# Show how $\frac{\partial}{\partial x} \left[\int_0^x (x-t)g(t)\,\mathrm{d}t\right] = \int_0^x g(t)\,\mathrm{d}t$

It has something to do with the second part of the Fundamental Theorem of Calculus right? I've always had trouble with this theorem ever since I learned it several years ago :\ Would somebody please show step-by-step how the two are equal?
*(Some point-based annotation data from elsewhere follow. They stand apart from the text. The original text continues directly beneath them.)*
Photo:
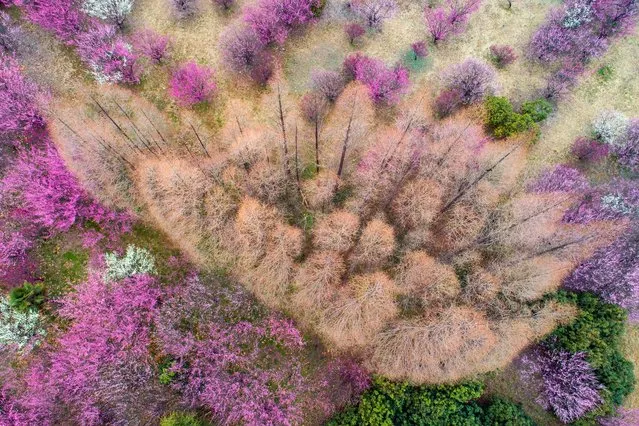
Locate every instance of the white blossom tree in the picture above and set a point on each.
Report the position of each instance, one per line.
(109, 10)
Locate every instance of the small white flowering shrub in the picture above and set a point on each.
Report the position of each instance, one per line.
(135, 261)
(610, 127)
(17, 327)
(109, 10)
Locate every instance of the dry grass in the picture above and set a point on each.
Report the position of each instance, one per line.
(592, 96)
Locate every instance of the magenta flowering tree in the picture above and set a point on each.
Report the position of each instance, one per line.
(328, 83)
(589, 150)
(152, 45)
(502, 55)
(565, 381)
(460, 11)
(11, 35)
(15, 265)
(419, 49)
(272, 20)
(450, 18)
(614, 201)
(612, 273)
(438, 24)
(18, 100)
(447, 102)
(472, 79)
(110, 58)
(375, 12)
(101, 361)
(562, 80)
(615, 17)
(385, 85)
(46, 194)
(623, 417)
(244, 373)
(354, 31)
(62, 17)
(242, 49)
(561, 178)
(192, 84)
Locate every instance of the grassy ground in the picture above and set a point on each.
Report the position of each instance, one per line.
(594, 94)
(324, 45)
(630, 348)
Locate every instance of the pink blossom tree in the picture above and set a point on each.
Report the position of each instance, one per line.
(152, 45)
(385, 85)
(450, 18)
(438, 24)
(272, 20)
(375, 12)
(242, 49)
(18, 100)
(612, 273)
(566, 382)
(48, 195)
(472, 79)
(110, 58)
(62, 17)
(101, 361)
(354, 31)
(192, 84)
(328, 83)
(561, 178)
(589, 150)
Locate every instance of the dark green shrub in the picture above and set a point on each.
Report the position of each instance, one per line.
(389, 403)
(538, 110)
(597, 330)
(501, 412)
(180, 419)
(28, 296)
(502, 120)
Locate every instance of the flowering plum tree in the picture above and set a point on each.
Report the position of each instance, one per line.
(114, 11)
(272, 20)
(110, 58)
(328, 83)
(560, 179)
(17, 327)
(49, 196)
(354, 32)
(192, 84)
(567, 384)
(472, 79)
(375, 12)
(589, 150)
(152, 45)
(612, 273)
(502, 55)
(18, 100)
(184, 9)
(242, 49)
(385, 84)
(610, 127)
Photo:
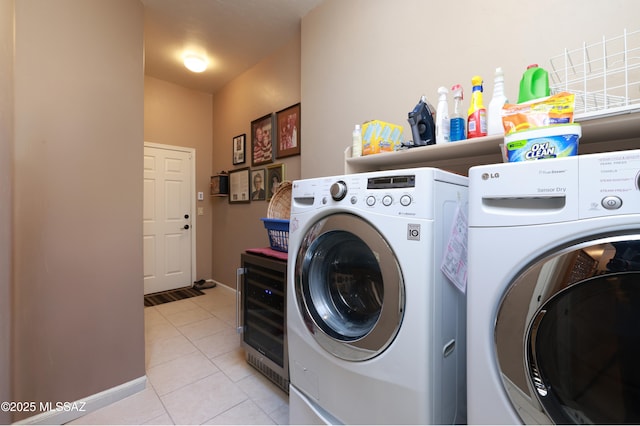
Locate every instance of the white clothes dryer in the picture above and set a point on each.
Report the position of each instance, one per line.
(376, 332)
(554, 291)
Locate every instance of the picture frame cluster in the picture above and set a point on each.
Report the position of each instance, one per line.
(273, 136)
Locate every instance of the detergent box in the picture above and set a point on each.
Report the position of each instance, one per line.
(379, 136)
(543, 142)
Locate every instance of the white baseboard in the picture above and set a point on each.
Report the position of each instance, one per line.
(73, 410)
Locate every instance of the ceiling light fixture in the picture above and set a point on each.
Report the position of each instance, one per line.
(195, 63)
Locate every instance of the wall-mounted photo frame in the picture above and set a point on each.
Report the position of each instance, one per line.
(220, 185)
(275, 176)
(239, 186)
(288, 122)
(258, 178)
(262, 140)
(239, 149)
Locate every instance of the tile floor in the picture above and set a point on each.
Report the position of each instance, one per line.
(196, 371)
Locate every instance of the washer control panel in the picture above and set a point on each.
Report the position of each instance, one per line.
(375, 192)
(405, 193)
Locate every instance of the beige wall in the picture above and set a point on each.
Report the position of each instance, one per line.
(6, 180)
(182, 117)
(78, 308)
(373, 59)
(270, 86)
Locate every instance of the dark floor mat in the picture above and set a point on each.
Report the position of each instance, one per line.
(161, 297)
I know that $f(x) = \frac{\mathrm{d}}{\mathrm{d}x} \int_0^x g(t)\,\mathrm{d}t$, but I do not know how to use that to simplify the problem.

Thanks

A

(Just for reference, this Wolfram link is what I'm referring to: http://bit.ly/15SoByj)

$\frac{\mathrm{d}}{\mathrm{d}x} \int_0^x (x-t)g(t)\,\mathrm{d}t=\frac{\mathrm{d}}{\mathrm{d}x} x\int_0^x g(t)-\int_0^x tg(t)\,\mathrm{d}t$
Then if you set $F(x)=x\int_0^x g(t)$， by chain rule, $\frac{d}{dx}F(x)=\int_0^x g(t)+xg(x)$ by fundamental theorem of calculus,
and the second part $\frac{d}{dx}\int_0^x tg(t)\,\mathrm{d}t=xg(x)$ by fundamental theorem of calculus, then you get the result.